Mit solchen Problemen muss sich Alfred Hänni nicht herumschlagen. Sein Iseki 1910 mit Jahrgang 1980 ist ein ganz kleines Modell. «Der Iseki ist tipptopp im Schuss und leistet noch immer seinen Dienst. Ich fahre etwa 70 bis 80 Stunden im Jahr und schaue gut zu der Maschine», betont er. Ursprünglich hatte das Modell keine Kabine, «die haben wir nachträglich installiert», meint Hänni. Jetzt sei es jeweils ein wenig eine Turnübung, bis er hinter dem Steuer sitze, fährt er lachend fort. «Ich muss das eine Bein übers Steuerrad heben, damit ich überhaupt in die kleine Kabine passe.»
Wenn Alfred Hänni mit dem Iseki unterwegs ist, hält er das Heckfenster meistens geöffnet. Den Salzstreuer, den er anhängt, muss er jeweils von Hand justieren. «Das ist noch wie im ‹autä Chrieg›», wirft sein Cousin Jürg lachend ein.
Beide setzen auf Pflüge von Zaugg. Der Hersteller aus dem emmentalischen Eggiwil produziere gute und langlebige Pflüge, finden die beiden Hännis.
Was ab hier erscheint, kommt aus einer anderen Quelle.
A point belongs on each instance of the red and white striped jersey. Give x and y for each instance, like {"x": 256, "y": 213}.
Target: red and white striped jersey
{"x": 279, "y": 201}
Natürlich müsse man das Messer an der unteren Pflugseite nach einiger Zeit wechseln, «der Rest ‹verhäbet ewig›», lobt Jürg Hänni.
Zufriedene Bevölkerung
«Vor allem die älteren Leute sind sehr dankbar, dass wir unsere Arbeit machen und ihnen manchmal auch noch ein Stück Weg räumen, wenn es sein muss», erzählen die beiden Hännis. So gebe es ein gutes Einverständnis zwischen der Allmendinger Bevölkerung und den örtlichen Landwirten. Unzufriedene oder gar Konflikte gebe es nur sehr selten. «Die wissen wir aber immer zu lösen. Und wenn einer gar nicht will, dann muss er eben die Schaufel in die Hand nehmen und selber räumen», sagt Jürg Hänni lachend.
Heuer hat es im Bernbiet bereits bis in tiefe Lagen geschneit, die beiden hatten schon erste Einsätze. Wie viele es bis Ende Winter sein werden, weiss jetzt wohl erst Frau Holle. Eines aber ist sicher: Wenn es soweit kommt, sorgen Hänni und Hänni dafür, dass Strassen, Trottoirs und Gehwege schwarz geräumt sind.